Önceki röportajlarınızdan birinde "Gece yastığa kafamı koyduğumda aklıma gelen şeyleri yazıyorum" demişsiniz. Şarkılarınızda, yaşadıklarınızı birebir mi anlatırsınız?Şarkılarınız aslında sizin hikayeleriniz mi? Bazen birebir olmuyor. Ancak genelde kendi içimden çıkan duyguları yazmaya çalışıyorum. Çünkü bu bana daha dürüst geliyor. Birilerinin kulaklarında, duygularında yer işgal ediyorsunuz. En azından dürüst olmalıyız diye düşünüyorum. Ama bu yaştan sonra birebir de yaşamanız gerekmiyor. Eğer sinir uçları açık biriyseniz yakınınızda olan bir şey sizi kendiniz yaşamışsınız gibi etkileyebiliyor.
Yaşadıklarınızı anlattığınız, şarkı sözlerinizde samimi olduğunuz için biraz acıların kadını imajınız var. Bundan rahatsız mısınız? İçimden o duyguyu bağıra çağıra söylemek geliyorsa, söylerim. İnsan sorunlu olduğu duygularla ilgili bağırıp çağıramaz, hallettiği duygularla ilgili bağırır, çağırır, başkalarıyla paylaşır. Böyle düşünenlerin çıkması beni rahatsız etmiyor. Dinleyicilerim ne kadar hayat dolu olduğumu biliyorlar.
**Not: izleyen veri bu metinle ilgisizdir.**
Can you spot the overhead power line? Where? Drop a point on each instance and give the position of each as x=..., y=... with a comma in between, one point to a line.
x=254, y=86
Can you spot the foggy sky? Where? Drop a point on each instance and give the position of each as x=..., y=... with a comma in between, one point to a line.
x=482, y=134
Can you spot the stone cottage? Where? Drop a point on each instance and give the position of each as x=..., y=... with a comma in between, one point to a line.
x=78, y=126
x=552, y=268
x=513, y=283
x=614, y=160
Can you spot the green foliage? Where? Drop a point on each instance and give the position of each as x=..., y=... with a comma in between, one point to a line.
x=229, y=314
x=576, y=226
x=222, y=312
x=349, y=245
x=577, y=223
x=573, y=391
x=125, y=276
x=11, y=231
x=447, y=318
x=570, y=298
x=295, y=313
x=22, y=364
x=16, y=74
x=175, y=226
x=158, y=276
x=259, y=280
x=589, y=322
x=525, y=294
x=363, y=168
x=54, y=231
Bağırıp çağırmak demişken sizin Türkiye'nin en güzel çığlık atan kadını olduğunuzu düşünenler var. Çok iyi çığlık atan şarkıcılar var. Beni dinleyicilerin gözünde bir adım ileri koyan bir şey varsa o benim o çığlığı gerçekten duygusunu vererek atabilmemden kaynaklanıyordur. Teknik olarak çığlık atabilmek farklı, söylediğin kelimeyi gerçekten yüreğinle söylemekle farklı. Bazen bir fısıltı da çok şey anlatabilir, yüreğinizde fışkıran bir çığlık da... Kendi acımı ve sevincimi haykırdığım için belki insanların içine biraz daha işliyorum.
'Can Kırıkları' aslında bir kitap adı. Nasıl oldu da albüm bu adı aldı? Kitap bana 'Kelimeler Yetse' albümünü çıkardığım dönemde yazarı Karin Karakaşlı tarafından postayla gönderildi. Daha kitabın adına bakar bakmaz neredeyse şarkının kafamda çaldığını söyleyebilirim. İsminden o kadar etkilendim ki... Can kırıkları tanımlaması nasıl benim aklıma gelmez diye de hayıflandım açıkçası. Bu albüm için yaptığım ilk parça. Sözüyle ve müziğiyle birlikte 15-20 dakika içinde bitirdim. Karakaşlı'ya albüme bu ismi vereceğimi söylediğimde çok memnun oldu.
Birkaç yıllık şarkıcılar bile 'best of' albüm çıkarıyor. Hayranlarınızın böyle bir isteği yok mu sizden? Var tabii. Belki konser kayıtlarını bir araya getirebiliriz. 'Best of' albüm yapmaya daha çok var yahu. Ben hala henüz yapmadıklarımın peşindeyim. Geçmiştekiler insanların hafızasında duruyor. Daha ileriki yıllarda onlara tekrar sunabilirim belki.
Bir röportajınızda Türkçe müzik dinlemem demişsiniz. Türkiye'de şarkıcı olup da Türk şarkılarını dinlememek mümkün mü?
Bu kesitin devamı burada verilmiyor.